Nel 1979, dinanzi ad un ostacolo che minacciava di influire negativamente sul nuovo corso economico lanciato da Deng Xiaoping l’anno prima, i governanti cinesi presero una decisione radicale: le nuove famiglie cinesi avrebbero dovuto avere solo un figlio. Era la cosiddetta politica del figlio unico che, mentre la Cina spiccava il volo tra le grandi potenze industriali del Pianeta, veniva implementata con sterilizzazioni imposte dallo Stato e aborti forzati, spesso eseguiti clandestinamente specie verso nascituri di sesso femminile.

Nel 2010, i risultati del censimento mostravano sì un assestamento della crescita demografica al 5 per cento annuo, ma anche un pericoloso squilibrio di genere, con il rapporto nelle nascite di 118 maschi per 100 femmine e con i cittadini maschi che rappresentavano il 51,27% della popolazione totale cinese.
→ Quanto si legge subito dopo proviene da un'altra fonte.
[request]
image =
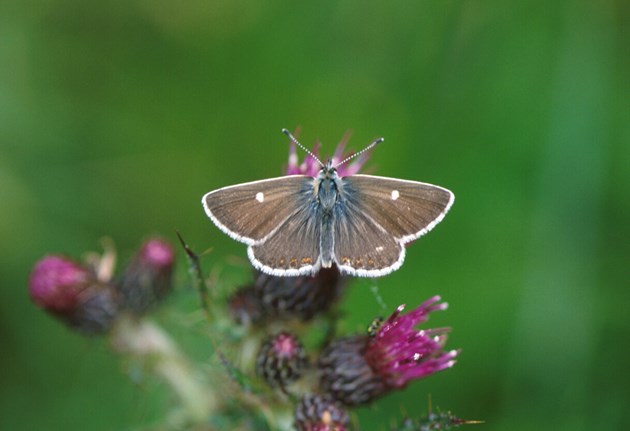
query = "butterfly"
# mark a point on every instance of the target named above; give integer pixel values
(297, 224)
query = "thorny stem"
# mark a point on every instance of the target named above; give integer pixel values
(245, 394)
(148, 343)
(197, 277)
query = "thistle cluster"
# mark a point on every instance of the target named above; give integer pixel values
(279, 362)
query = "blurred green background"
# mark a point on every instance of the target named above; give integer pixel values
(116, 117)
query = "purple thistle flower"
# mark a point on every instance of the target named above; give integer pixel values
(281, 359)
(56, 282)
(399, 353)
(72, 293)
(356, 370)
(310, 166)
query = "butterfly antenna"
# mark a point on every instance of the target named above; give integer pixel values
(352, 156)
(295, 141)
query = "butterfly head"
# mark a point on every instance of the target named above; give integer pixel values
(338, 166)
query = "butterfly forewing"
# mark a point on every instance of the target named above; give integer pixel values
(361, 246)
(294, 248)
(405, 209)
(252, 211)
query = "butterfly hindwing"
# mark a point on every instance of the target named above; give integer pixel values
(361, 246)
(294, 248)
(404, 209)
(252, 211)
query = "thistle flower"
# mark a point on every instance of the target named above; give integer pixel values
(148, 277)
(356, 370)
(287, 297)
(320, 413)
(281, 359)
(311, 167)
(72, 293)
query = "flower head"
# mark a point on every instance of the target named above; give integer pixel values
(72, 293)
(311, 166)
(281, 359)
(56, 283)
(148, 277)
(287, 297)
(320, 413)
(356, 370)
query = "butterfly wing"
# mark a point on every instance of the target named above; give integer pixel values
(376, 216)
(294, 248)
(250, 212)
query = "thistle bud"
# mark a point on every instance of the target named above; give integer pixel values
(148, 277)
(281, 359)
(72, 293)
(320, 413)
(356, 370)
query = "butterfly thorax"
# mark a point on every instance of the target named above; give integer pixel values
(327, 186)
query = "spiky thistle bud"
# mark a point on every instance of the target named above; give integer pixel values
(356, 370)
(281, 359)
(287, 297)
(320, 413)
(72, 293)
(148, 277)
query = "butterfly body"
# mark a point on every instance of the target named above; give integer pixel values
(297, 224)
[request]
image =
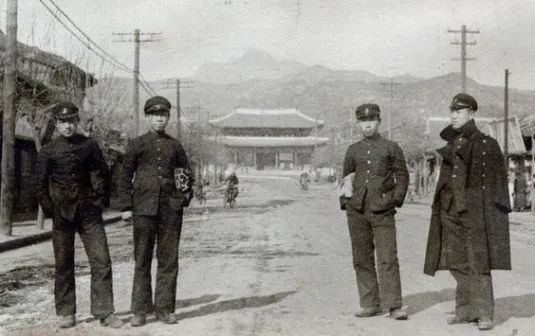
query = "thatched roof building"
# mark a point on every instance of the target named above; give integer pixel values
(43, 79)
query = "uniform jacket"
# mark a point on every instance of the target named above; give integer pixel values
(486, 203)
(381, 175)
(148, 174)
(69, 171)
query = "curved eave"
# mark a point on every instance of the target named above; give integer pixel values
(265, 118)
(238, 141)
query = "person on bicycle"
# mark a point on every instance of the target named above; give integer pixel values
(303, 180)
(199, 190)
(232, 184)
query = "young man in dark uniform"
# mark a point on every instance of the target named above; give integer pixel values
(379, 185)
(469, 230)
(150, 191)
(73, 187)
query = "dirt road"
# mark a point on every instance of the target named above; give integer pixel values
(278, 264)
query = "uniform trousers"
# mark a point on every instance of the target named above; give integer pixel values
(375, 234)
(163, 231)
(90, 226)
(474, 298)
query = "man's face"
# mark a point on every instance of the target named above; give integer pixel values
(460, 117)
(158, 120)
(369, 127)
(67, 127)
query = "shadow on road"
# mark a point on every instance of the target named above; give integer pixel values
(421, 301)
(521, 306)
(235, 304)
(216, 307)
(197, 301)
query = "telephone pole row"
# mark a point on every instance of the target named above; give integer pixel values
(9, 117)
(390, 87)
(464, 57)
(137, 41)
(177, 86)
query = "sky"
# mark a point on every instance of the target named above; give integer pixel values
(384, 37)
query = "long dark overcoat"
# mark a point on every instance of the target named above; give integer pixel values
(487, 205)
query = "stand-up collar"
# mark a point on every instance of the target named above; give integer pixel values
(154, 134)
(449, 133)
(373, 137)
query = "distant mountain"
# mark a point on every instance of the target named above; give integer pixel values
(332, 96)
(254, 64)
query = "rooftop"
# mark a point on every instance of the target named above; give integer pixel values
(266, 118)
(245, 141)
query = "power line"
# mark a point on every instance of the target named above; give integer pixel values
(89, 39)
(148, 85)
(137, 41)
(390, 86)
(86, 44)
(464, 57)
(107, 57)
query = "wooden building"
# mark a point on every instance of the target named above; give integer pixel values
(43, 79)
(269, 139)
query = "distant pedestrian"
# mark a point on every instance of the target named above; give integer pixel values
(520, 192)
(380, 182)
(155, 186)
(73, 187)
(469, 230)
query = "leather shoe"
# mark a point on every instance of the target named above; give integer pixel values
(67, 321)
(485, 324)
(111, 321)
(459, 320)
(369, 312)
(138, 320)
(167, 318)
(398, 314)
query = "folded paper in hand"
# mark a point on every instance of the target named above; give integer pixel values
(345, 188)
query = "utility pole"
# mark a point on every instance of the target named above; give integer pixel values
(137, 41)
(179, 85)
(9, 118)
(333, 150)
(464, 57)
(390, 85)
(506, 121)
(532, 173)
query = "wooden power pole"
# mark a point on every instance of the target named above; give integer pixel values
(390, 85)
(179, 85)
(137, 41)
(464, 57)
(9, 120)
(506, 121)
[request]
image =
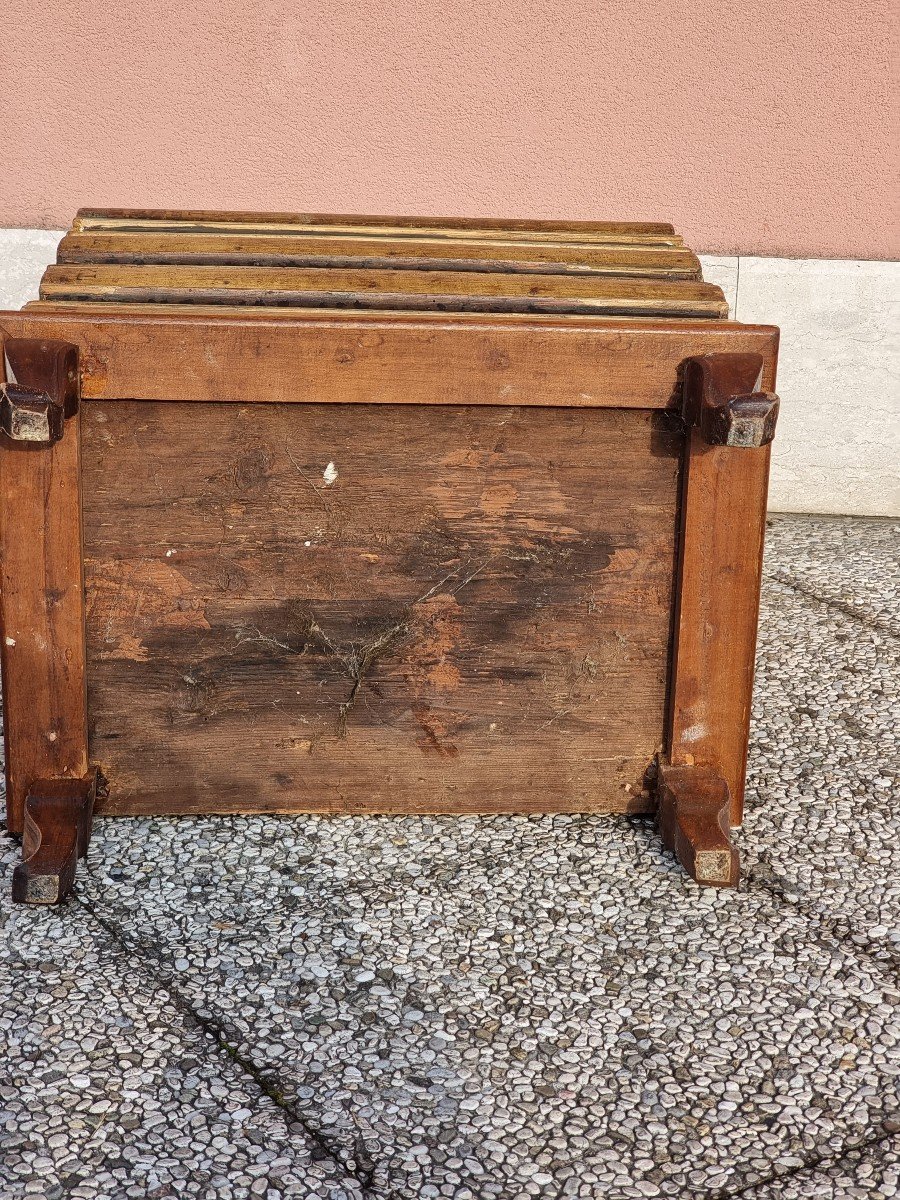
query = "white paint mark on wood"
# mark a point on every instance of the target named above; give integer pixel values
(695, 733)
E oggi la Cina scopre anche di essere un Paese che invecchia: dal censimento 2015 è emerso che appena il 16,6 per cento della popolazione ha un’età inferiore ai 14 anni, mentre più del 70,1 per cento si colloca tra i 15 e i 59 anni, e il 13,3 per cento ne ha più di 60. Non serve essere maghi della statistica, né della demografia per rendersi conto di cosa succederà nei prossimi decenni: la Cina si troverà in un preoccupante deficit di forza-lavoro, che potrebbe impattare negativamente sulla sua crescita economica.

È forse questo il reale motivo che ha spinto, lo scorso 29 ottobre, il Partito Comunista Cinese ad abbandonare definitivamente la politica del figlio unico, decisione poi ratificata con voto unanime il 27 dicembre dall’Assemblea del Popolo (il Parlamento cinese): un emendamento alla ‘Legge sulla Popolazione e pianificazione familiare’ in vigore dal 1° gennaio 2016 consentirà alle coppie cinesi di tornare finalmente ad avere due o più figli. Ma se dal punto di vista sociale questo provvedimento metterà fine ad una sorta di eugenetica di gender durata troppo, dal punto di vista economico è forse giunto tardi, poiché oltre tre decenni di contenimento delle nascite hanno addensato nubi fosche sul Dragone.